Fallows enumerates other differences: As he points out, “even in his stonewalling, Nixon paid lip service to the concepts of due process and check and balances.” As I have previously posted, to the extent Trump even understands those concepts, he is contemptuous of them.

Nixon was “paranoid, resentful, bigoted, and a crook.” But as Fallows reminds us, he was also deeply knowledgeable, strategically adept and publicly disciplined. Trump…well, supply your own descriptors; Fallows is more reserved than I would be, settling for impulsive, ignorant and uncontrollable.

Most troubling, however, aren’t the differences between these two deeply flawed men. As Fallow’s notes, the social and political contexts within which they rose to power are dramatically different.

When Nixon ordered the firing of Archibald Cox,

Within the space of a few hours, three senior officials—Richardson, Ruckelshaus, and Cox—had all made a choice of principle over position, and resigned or been fired rather than comply with orders they considered illegitimate. Their example shines nearly half a century later because such a choice remains so rare….

The Republicans of the Watergate era stuck with Richard Nixon as long as they could, but they acted all along as if larger principles were at stake…

On the merits, this era’s Republican president has done far more to justify investigation than Richard Nixon did. Yet this era’s Republican senators and members of congress have, cravenly, done far less. A few have grumbled about “concerns” and so on, but they have stuck with Trump where it counts, in votes, and since Comey’s firing they have been stunning in their silence.

Charlie Sykes, who formerly hosted a conservative radio call-in show,  recently summed up the reasons for that silence, and the differences between then and now.

If there was one principle that used to unite conservatives, it was respect for the rule of law. Not long ago, conservatives would have been horrified at wholesale violations of the norms and traditions of our political system, and would have been appalled by a president who showed overt contempt for the separation of powers.

Sykes gives a number of examples supporting his thesis that conservatism is being eclipsed by a visceral tribalism: Loathing those who loathe the president. Rabid anti-anti-Trumpism.
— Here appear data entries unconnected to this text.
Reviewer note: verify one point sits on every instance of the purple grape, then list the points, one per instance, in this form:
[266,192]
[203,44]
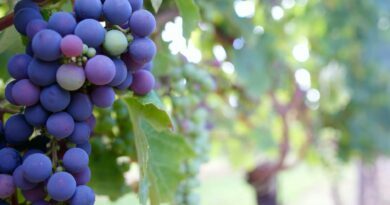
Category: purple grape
[142,23]
[70,77]
[61,186]
[100,70]
[80,107]
[7,186]
[24,92]
[36,115]
[83,195]
[23,17]
[62,22]
[142,50]
[17,130]
[120,73]
[37,168]
[88,9]
[83,177]
[54,98]
[103,96]
[72,46]
[17,66]
[42,73]
[81,133]
[20,181]
[35,26]
[36,194]
[117,11]
[143,82]
[46,45]
[9,160]
[60,125]
[91,32]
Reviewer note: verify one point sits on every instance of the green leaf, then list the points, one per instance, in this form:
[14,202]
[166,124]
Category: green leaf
[160,152]
[191,16]
[156,4]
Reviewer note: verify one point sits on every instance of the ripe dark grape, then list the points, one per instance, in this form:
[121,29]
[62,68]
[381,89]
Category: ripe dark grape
[75,160]
[88,9]
[17,66]
[91,32]
[62,22]
[9,160]
[143,82]
[35,26]
[103,96]
[17,130]
[70,77]
[142,23]
[60,125]
[117,11]
[142,50]
[7,186]
[54,98]
[71,46]
[36,115]
[37,168]
[46,45]
[23,17]
[42,73]
[24,92]
[100,70]
[61,186]
[83,195]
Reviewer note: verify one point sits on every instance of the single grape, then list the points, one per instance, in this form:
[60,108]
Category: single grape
[80,134]
[23,17]
[70,77]
[37,168]
[83,195]
[9,160]
[72,46]
[20,181]
[91,32]
[142,23]
[17,66]
[126,84]
[54,98]
[24,92]
[60,125]
[103,96]
[46,45]
[17,130]
[115,42]
[83,177]
[61,186]
[7,186]
[36,194]
[42,73]
[120,73]
[142,50]
[62,22]
[88,9]
[100,70]
[143,82]
[117,12]
[80,107]
[35,26]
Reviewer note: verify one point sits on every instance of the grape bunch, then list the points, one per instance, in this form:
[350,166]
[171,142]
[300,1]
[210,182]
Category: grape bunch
[74,61]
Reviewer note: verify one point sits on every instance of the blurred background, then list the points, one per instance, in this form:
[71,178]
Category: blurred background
[284,101]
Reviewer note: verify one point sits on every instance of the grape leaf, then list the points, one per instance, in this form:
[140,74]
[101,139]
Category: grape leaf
[160,152]
[191,16]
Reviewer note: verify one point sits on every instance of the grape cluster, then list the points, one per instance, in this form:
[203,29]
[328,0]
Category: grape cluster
[73,62]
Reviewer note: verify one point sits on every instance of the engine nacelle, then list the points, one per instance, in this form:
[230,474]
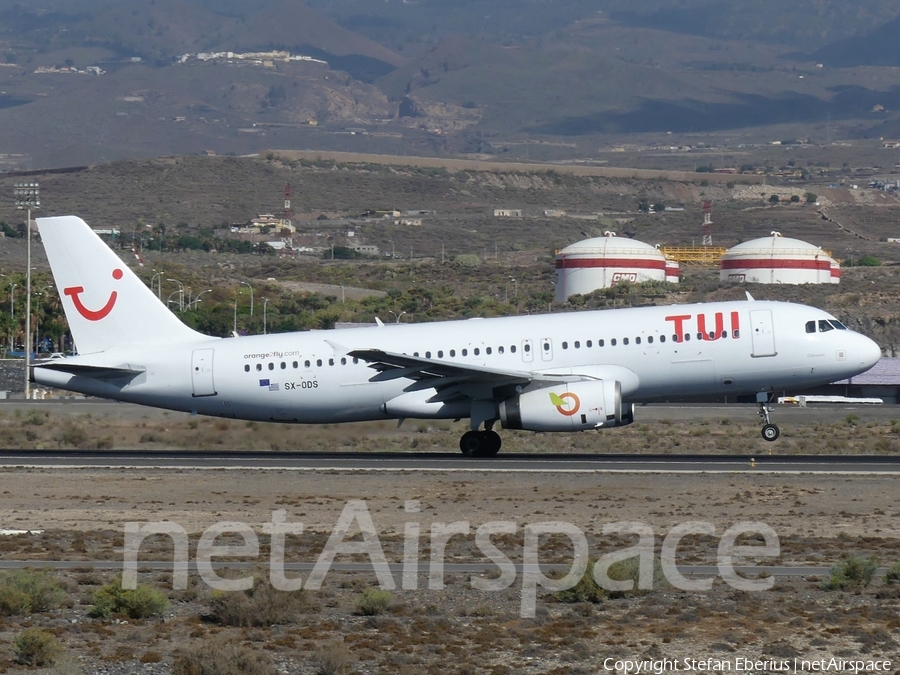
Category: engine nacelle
[574,406]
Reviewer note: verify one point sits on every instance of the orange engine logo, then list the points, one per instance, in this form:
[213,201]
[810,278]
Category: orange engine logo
[567,404]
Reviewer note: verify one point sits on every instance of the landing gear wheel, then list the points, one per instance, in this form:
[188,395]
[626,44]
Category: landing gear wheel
[471,444]
[490,443]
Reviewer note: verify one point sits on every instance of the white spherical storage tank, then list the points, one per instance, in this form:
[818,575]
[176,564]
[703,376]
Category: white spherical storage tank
[778,260]
[604,261]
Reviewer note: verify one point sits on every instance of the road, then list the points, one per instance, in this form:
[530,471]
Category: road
[431,462]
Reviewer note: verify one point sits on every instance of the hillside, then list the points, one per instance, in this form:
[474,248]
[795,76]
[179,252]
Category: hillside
[108,79]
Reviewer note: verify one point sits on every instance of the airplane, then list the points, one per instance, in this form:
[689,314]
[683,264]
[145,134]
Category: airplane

Rooting for one’s “team,” not one’s principles.  As he concludes,

As the right doubles down on anti-anti-Trumpism, it will find itself goaded into defending and rationalizing ever more outrageous conduct just as long as it annoys CNN and the left.

In many ways anti-anti-Trumpism mirrors Donald Trump himself, because at its core there are no fixed values, no respect for constitutional government or ideas of personal character, only a free-floating nihilism cloaked in insult, mockery and bombast.

Needless to say, this is not a form of conservatism that Edmund Burke, or even Barry Goldwater, would have recognized.

Conservative political philosophy has been replaced with racist and classist resentments. Donald Trump is President because he is very good at exploiting those resentments. In that sense, and that sense only, he has channelled–and perfected–Nixon.